Les tirs de loups en France  

Environ 20 % des loups présents en France sont tués chaque année par des tirs dérogatoires à leur statut de protection. Ces derniers, censés être exceptionnels, s’apparentent désormais à des tirs de régulation.  

« Quand les autorités sont face à des éleveurs, ils parlent de quotas, et quand ils étaient face à la Commission européenne, ils parlaient plutôt de « seuils » : c’est-à-dire d’un maximum que l’on peut atteindre sans que ce ne soit un objectif, explique le géographe Farid Benhammou, chercheur associé au laboratoire Ruralités de l’Université de Poitiers, pour La Relève et La Peste. Dans les faits pourtant, c’est devenu un objectif.
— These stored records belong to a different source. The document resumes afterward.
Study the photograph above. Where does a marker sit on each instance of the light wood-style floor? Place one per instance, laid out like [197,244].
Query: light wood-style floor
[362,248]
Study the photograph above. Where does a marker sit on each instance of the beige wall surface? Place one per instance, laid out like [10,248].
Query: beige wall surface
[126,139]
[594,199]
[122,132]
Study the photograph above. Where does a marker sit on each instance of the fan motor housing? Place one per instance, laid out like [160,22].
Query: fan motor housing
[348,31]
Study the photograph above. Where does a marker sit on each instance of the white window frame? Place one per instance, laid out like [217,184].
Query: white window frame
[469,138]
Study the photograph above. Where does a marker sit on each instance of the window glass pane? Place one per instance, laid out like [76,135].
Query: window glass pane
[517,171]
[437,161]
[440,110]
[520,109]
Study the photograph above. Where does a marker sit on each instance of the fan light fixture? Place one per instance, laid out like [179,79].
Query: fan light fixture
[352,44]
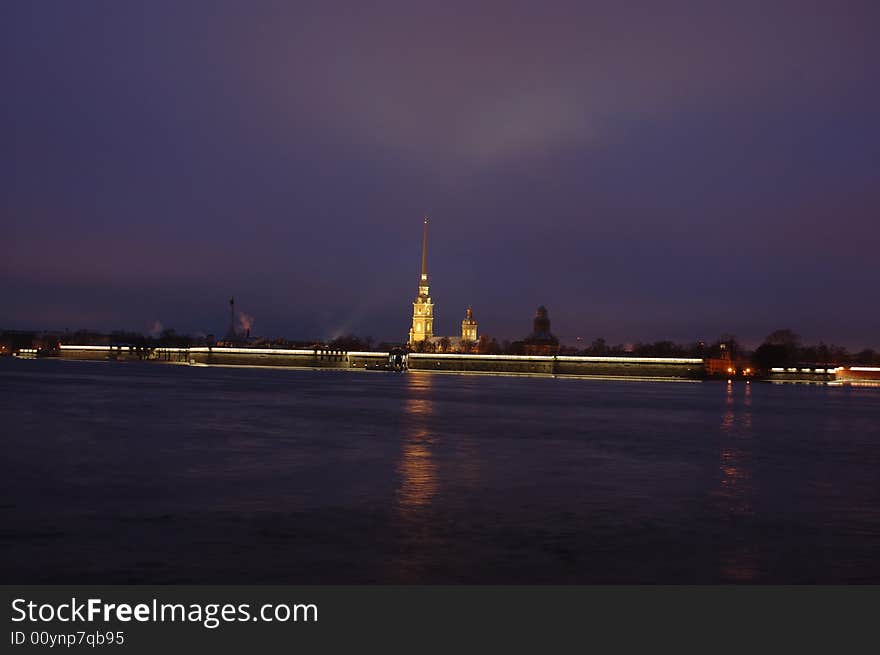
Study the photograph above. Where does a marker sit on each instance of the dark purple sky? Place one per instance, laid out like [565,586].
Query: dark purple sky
[646,170]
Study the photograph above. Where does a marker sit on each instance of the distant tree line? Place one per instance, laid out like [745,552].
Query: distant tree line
[781,348]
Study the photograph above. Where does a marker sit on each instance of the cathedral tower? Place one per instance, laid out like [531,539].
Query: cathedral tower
[423,309]
[469,327]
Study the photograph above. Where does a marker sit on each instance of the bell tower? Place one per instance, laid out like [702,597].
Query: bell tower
[423,309]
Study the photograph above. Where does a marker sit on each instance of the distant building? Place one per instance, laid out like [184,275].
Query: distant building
[423,309]
[541,341]
[469,327]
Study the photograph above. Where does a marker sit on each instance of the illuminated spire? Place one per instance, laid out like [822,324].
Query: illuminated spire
[425,250]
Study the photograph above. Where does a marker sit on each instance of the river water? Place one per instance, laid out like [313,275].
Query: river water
[150,473]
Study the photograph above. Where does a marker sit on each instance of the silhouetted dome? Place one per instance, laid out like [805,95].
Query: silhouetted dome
[541,327]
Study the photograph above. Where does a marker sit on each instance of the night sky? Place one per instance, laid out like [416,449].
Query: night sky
[646,170]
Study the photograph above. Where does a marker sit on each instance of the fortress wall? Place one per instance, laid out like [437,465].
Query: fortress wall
[269,357]
[548,365]
[478,363]
[98,353]
[659,369]
[450,362]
Mais quel objectif ? Tuer plus de loups ? Diminuer leur nombre ? Ou diminuer la prédation ? La corrélation entre tirs et réduction de la prédation n’est pas prouvée scientifiquement ».   

Selon Farid Benhammou, qui étudie les relations entre humains et grands carnivores, les tirs de loups visent avant tout à satisfaire des acteurs agricoles et cynégétiques. Un constat partagé par Jean-Marc Landry, éthologue spécialiste des loups : « en France, tirer des loups comme on le fait aujourd’hui montre que le gouvernement se trouve face à une impasse », ajoute-t-il pour La Relève et La Peste.  

Selon ce chercheur, « des études montrent clairement que tuer du loup avec l’aval de l’État encourage le braconnage ».  

Ces tirs légaux et illégaux, additionnés, pourraient donc avoir un impact sur la croissance de la population : « les chiffres ont montré pour la première fois une baisse de l’estimation de la population de 9 % entre 2022 et 2023 avec 1003 individus, rappelle Farid Benhammou pour La Relève et La Peste. Je parle au conditionnel, mais cela pourrait être en corrélation avec ces tirs qui exercent une pression assez forte. »   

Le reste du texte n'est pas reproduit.